Generative adversarial networks clearly learn to extract meaningful information about images. After all, they dream up pictures that, to human eyes, can be indistinguishable from photos. Researchers at DeepMind tapped that power, building a GAN that generates feature vectors from images.
What’s new: Jeff Donahue and Karen Simonyan adapted the state-of-the-art BigGAN image synthesizer for representation learning. They modified its discriminator, which learns to differentiate between artificially generated images and training images, and added an encoder network from the unrelated model BiGAN. The new network, dubbed BigBiGAN, not only generates superb images but also learns feature vectors that help existing image recognition networks do a better job.
Key insight: An encoder coupled with a powerful generator makes an effective representation learner.
How it works: BigBiGAN consists of three main components: generator, encoder, and discriminator.
- The generator learns to create an image from noise sampled from a learned distribution. Its goal is to generate an image realistic enough to fool the discriminator.
- Working in parallel with the generator, the encoder learns a mapping from an input image to its feature vector through a neural network such as ResNet-50.
- The discriminator takes in an image and a feature vector from both the generator and encoder. It outputs a single probability score indicating whether or not the discriminator reckons the image is real.
- The discriminator provides other outputs as well: a score dependent on the images and another dependent on their feature vectors. This helps ensure that the network learns the distributions of the images and feature vectors individually, in addition to their joint distribution.

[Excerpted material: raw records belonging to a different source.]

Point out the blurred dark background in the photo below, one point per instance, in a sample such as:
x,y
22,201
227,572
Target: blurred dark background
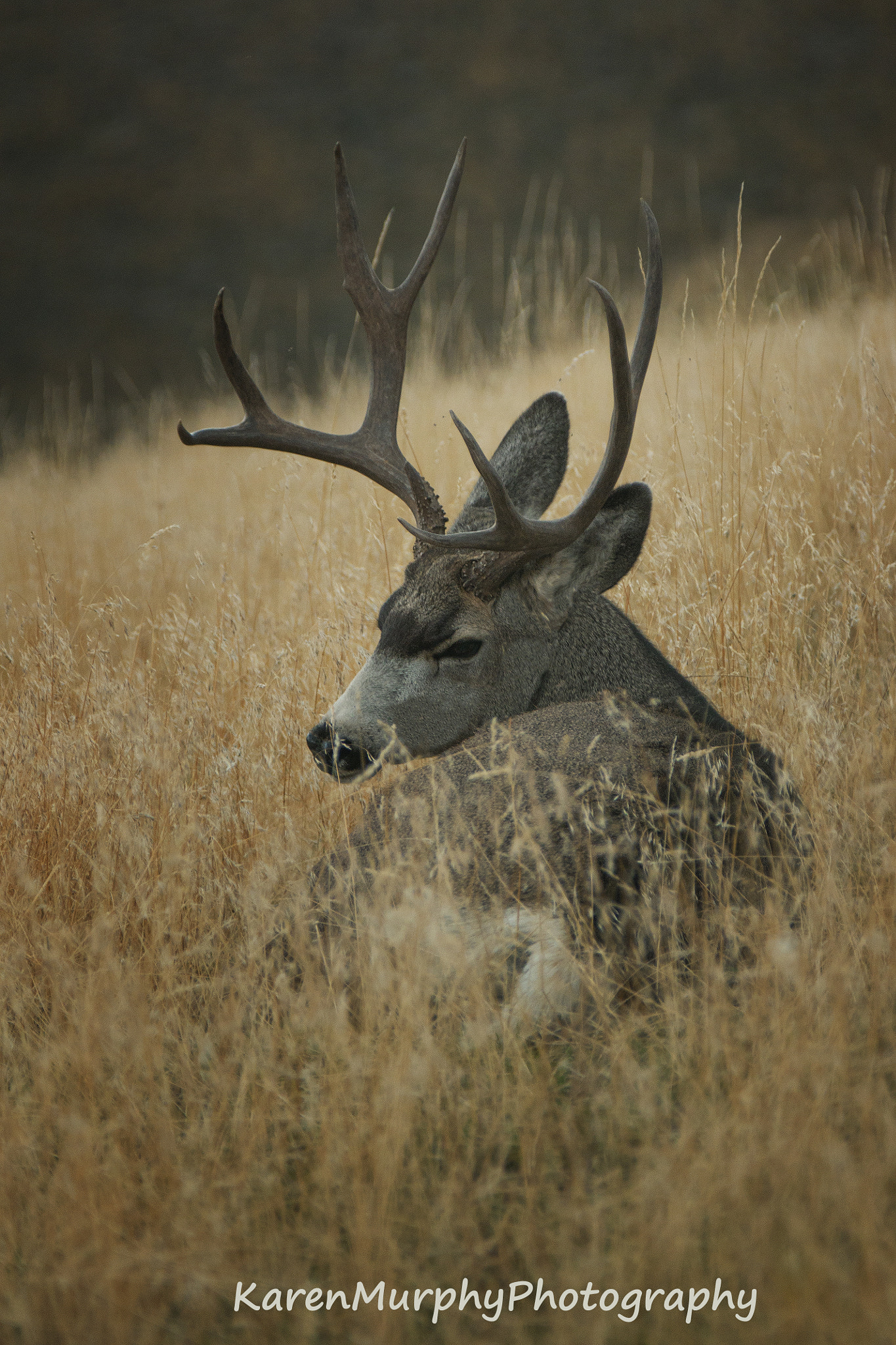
x,y
154,151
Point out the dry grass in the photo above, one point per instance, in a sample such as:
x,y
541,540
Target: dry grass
x,y
177,1118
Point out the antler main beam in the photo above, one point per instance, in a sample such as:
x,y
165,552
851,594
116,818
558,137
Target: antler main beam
x,y
371,450
528,537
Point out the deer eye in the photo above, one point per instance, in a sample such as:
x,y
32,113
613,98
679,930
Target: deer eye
x,y
461,650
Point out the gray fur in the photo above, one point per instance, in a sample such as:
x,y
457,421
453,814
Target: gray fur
x,y
531,460
547,636
593,843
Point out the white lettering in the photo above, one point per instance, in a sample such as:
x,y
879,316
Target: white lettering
x,y
586,1294
721,1293
467,1294
378,1292
496,1305
242,1297
752,1305
631,1304
444,1298
540,1294
517,1298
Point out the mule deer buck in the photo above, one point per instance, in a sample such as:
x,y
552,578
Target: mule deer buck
x,y
500,639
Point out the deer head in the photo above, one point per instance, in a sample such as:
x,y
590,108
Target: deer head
x,y
473,632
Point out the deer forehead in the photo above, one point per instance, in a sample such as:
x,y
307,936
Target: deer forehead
x,y
430,608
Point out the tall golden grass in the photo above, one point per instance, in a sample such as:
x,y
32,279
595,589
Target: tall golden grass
x,y
179,1114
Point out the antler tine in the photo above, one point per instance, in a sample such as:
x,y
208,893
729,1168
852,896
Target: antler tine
x,y
651,310
371,450
540,537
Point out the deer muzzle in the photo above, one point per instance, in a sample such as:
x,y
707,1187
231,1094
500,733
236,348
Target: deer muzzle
x,y
337,755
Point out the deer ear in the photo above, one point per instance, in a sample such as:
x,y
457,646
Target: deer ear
x,y
531,462
606,550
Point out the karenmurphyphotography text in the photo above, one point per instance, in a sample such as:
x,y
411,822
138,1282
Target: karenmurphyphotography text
x,y
490,1302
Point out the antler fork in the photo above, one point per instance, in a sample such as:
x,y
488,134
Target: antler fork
x,y
528,537
371,450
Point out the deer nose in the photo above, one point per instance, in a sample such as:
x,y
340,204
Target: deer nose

Results: Used by an image classifier via transfer learning, features from BigBiGAN match the best unsupervised representation learning approach in ImageNet classification. Used as an image generator, it sets a new state of the art for inception score (similarity between original images and their generated counterparts) and Fréchet inception distance (difference between the feature maps of original and generated images).
Why it matters: Representation learning with GANs can take advantage of the world’s massive amounts of unlabeled data. BigBiGAN demonstrates that representations learned by GANs are transferable to tasks beyond image generation.
Takeaway: BigBiGAN takes us one step closer to bridging the gap between what models understand and how they can express that understanding to us.